Ce n’est pas un hasard si Marketing Magazine, dans son Centième Numéro Anniversaire, revisitait toutes les techniques du marketing2ou si l’Association des Agences de Publicité titrait la dernière Semaine de la pub à Paris en Novembre : Révolution3. Les professionnels semblent acquis à l’idée qu’un tournant est amorcé mais ils restent dubitatifs sur son degré et son ampleur. A nous de les y aider.
Marketingisdead : Le concept de participation en France n'est pas nouveau : De Gaulle avait tenté de l'introduire dans les années soixante, sans grand succès d'ailleurs. En quoi la participation que tu proposes aujourd'hui diffère-t-elle de celle du fondateur de la Cinquième république et quelles sont ses réelles chances de succès ?
Thierry Maillet : Le concept de participation a été relancé récemment à partir d’une idée initiale du Général de Gaulle qui cherchait une voie intermédiaire entre les visions traditionnelles du capitalisme et du socialisme au lendemain de mai 68. Il est toutefois possible de se demander si les Américains de la Côte Ouest proche de la contre-culture post 68 n’ont pas été inspiré par cette démarche gaulliste en créant les stock-options pour motiver les futurs cadres d’entreprises en création, à fort potentiel mais à faibles revenus immédiats.
Rapprocher Capital et Travail est une nécessité car les individus des pays développés ne veulent plus compartimenter leur vie et ils sont simultanément consommateurs, salariés, citoyens et les obliger à choisir n’est plus crédible ni souhaitable. La Génération Participation est la nouvelle classe dominante qui refuse de choisir pour respecter une segmentation qui lui était plus imposée par les différents pouvoirs que librement décidée.
Marketingisdead : Plus loin, tu précises : "L'entreprise sera citoyenne si elle devient participative" ; c'est quoi, une entreprise citoyenne ? Et quel rôle la participation vient-elle jouer là dedans ? Entreprise citoyenne, entreprise participative : ce ne sont pas simplement des termes à la mode, comme hier de développement durable ?
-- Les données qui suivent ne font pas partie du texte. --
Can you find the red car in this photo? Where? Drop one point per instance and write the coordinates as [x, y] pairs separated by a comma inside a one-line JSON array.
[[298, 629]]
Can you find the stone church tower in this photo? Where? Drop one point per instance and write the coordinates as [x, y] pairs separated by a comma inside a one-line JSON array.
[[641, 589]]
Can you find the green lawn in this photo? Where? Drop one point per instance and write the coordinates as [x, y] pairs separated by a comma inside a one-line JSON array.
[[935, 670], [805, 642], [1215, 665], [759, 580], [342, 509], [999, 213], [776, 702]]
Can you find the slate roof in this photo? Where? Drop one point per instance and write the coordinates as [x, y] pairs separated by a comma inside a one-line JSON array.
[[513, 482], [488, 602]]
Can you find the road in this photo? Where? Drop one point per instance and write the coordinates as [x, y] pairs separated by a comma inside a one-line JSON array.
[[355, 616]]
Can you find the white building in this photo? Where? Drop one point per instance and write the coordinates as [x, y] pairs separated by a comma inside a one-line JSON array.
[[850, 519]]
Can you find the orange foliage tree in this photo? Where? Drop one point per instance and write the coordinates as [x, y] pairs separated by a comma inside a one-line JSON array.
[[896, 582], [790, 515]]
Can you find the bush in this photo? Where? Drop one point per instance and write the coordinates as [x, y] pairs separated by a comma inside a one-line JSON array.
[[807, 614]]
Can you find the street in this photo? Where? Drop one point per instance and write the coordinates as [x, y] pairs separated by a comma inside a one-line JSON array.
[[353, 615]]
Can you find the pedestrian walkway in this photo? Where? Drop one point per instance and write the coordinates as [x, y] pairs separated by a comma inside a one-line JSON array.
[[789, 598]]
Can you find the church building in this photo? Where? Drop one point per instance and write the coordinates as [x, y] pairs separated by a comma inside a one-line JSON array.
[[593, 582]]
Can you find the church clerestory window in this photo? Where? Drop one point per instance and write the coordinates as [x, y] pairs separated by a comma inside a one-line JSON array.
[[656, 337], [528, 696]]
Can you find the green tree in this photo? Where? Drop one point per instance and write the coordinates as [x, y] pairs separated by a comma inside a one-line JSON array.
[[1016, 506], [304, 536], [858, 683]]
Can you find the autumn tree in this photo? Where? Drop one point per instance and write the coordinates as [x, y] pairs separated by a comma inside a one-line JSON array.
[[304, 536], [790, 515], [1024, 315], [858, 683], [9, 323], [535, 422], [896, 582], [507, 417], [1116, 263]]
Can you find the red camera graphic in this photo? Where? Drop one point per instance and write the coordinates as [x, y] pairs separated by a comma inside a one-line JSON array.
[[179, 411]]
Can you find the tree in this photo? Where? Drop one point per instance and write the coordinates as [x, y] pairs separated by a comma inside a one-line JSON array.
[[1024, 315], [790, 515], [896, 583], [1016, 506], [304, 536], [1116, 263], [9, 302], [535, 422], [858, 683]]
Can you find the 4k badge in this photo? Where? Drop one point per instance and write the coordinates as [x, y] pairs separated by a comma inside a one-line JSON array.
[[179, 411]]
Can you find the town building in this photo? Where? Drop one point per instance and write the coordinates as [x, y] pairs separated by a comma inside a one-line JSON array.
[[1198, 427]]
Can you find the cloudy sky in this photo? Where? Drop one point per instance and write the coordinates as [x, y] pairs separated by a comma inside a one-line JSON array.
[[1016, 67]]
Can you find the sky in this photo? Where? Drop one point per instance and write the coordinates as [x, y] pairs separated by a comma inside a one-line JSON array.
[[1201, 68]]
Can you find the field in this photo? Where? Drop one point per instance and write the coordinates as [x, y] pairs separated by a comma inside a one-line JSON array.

Thierry Maillet : L’entreprise citoyenne était peut-être une idée creuse, je te le conçois volontiers. Une mode sûrement. Néanmoins c’était la première manifestation d’une question essentielle : l’entreprise doit-elle le lieu central de la vie comme l’écrivait Patrick Viveret dans son percutant, Pourquoi cela ne va pas plus mal ? (Fayard, 2005). Cette centralité a été imposée dans les années 80 (sous un Gouvernement Socialiste…) peut-être plus comme un recours dans une période économique tendue (la France était en grande difficulté financière) qu’une proposition mûrement réfléchie.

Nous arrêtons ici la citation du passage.